Voilà où en était la destruction quand avec émoi, on entendit: "Il faut tout arrêter, ils vont détruire les toiles de Jacques Ourtal". Ne pouvaient-ils pas s'en soucier plus tôt? Il paraît qu'on avait oublié le grand peintre qu'était Ourtal... Bon, on dépêcha sur place les services de la DRAC qui ordonnèrent la sécurisation des oeuvres du peintre, marouflées sur les murs que la chute des pierres avaient rendus poussiéreux.
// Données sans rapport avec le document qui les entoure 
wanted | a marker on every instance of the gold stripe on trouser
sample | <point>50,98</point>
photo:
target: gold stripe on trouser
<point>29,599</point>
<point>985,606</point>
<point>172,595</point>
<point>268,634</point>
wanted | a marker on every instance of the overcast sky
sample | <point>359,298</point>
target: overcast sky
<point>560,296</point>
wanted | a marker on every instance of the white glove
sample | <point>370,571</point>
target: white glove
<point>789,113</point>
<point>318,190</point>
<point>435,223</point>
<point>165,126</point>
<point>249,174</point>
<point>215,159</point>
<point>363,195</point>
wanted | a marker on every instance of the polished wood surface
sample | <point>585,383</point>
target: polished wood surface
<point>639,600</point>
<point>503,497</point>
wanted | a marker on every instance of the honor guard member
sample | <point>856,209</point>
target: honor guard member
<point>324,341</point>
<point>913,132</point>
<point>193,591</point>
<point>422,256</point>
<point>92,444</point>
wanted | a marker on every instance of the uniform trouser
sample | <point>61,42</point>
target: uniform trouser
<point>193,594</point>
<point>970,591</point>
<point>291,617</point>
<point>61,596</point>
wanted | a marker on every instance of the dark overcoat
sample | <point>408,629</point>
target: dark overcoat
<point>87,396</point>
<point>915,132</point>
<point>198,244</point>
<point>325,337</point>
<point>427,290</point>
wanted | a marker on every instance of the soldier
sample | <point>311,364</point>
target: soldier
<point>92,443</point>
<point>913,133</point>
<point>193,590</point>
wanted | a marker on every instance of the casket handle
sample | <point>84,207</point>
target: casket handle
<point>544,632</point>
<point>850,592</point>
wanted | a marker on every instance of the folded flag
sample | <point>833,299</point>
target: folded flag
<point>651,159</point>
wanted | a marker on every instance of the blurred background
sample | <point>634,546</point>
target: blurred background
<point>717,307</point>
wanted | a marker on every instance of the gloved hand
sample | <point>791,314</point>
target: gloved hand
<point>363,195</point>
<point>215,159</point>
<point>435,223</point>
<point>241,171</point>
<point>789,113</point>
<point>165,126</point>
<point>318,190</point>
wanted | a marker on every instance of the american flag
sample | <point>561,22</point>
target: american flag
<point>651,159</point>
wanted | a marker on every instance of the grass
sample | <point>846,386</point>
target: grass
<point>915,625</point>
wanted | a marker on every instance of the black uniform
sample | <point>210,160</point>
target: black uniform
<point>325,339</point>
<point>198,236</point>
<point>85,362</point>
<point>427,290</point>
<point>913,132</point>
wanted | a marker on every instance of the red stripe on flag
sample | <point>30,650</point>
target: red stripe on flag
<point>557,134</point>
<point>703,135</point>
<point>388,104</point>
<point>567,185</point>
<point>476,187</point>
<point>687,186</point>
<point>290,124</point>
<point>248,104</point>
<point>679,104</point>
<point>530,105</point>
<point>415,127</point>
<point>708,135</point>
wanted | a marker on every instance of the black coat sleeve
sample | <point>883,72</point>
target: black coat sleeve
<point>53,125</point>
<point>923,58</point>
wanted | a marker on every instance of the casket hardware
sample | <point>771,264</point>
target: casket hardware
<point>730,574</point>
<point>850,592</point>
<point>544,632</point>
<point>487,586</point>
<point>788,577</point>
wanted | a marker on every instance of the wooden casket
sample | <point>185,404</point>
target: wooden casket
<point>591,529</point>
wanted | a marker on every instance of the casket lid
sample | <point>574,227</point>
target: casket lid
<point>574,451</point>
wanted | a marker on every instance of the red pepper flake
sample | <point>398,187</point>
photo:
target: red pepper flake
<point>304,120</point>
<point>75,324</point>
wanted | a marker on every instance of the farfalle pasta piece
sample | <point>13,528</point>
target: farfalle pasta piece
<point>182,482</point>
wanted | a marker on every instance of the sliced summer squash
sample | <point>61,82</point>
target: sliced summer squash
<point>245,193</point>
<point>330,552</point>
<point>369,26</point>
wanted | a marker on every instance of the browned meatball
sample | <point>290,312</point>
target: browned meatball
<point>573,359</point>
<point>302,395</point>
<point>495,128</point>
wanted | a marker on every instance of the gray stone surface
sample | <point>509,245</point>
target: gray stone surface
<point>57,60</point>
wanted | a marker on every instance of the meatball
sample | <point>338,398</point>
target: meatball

La mairie imposa au promoteur qui n'avait cure de ces objets d'art et qui, sans elle, les aurait passé au pilon, de financer le sauvetage. C'est dans des conditions précaires et dangereuses que Andrezej Mielniczek (restaurateur agréé par les Monum), Corinne Calvet et M-C Ferriol ont sorti les toiles posées contre les murs des chapelles et du choeur. Ils ont travaillés sur un échaffaudage municipal inadapté, en risquant de prendre des pierres sur la tête à tous moments. Là, où il leur aurait fallu 15 jours, on leur en donna seulement quatre. Malgré cela, les toiles furent mises en lieu sûr. L'essentiel était sauf...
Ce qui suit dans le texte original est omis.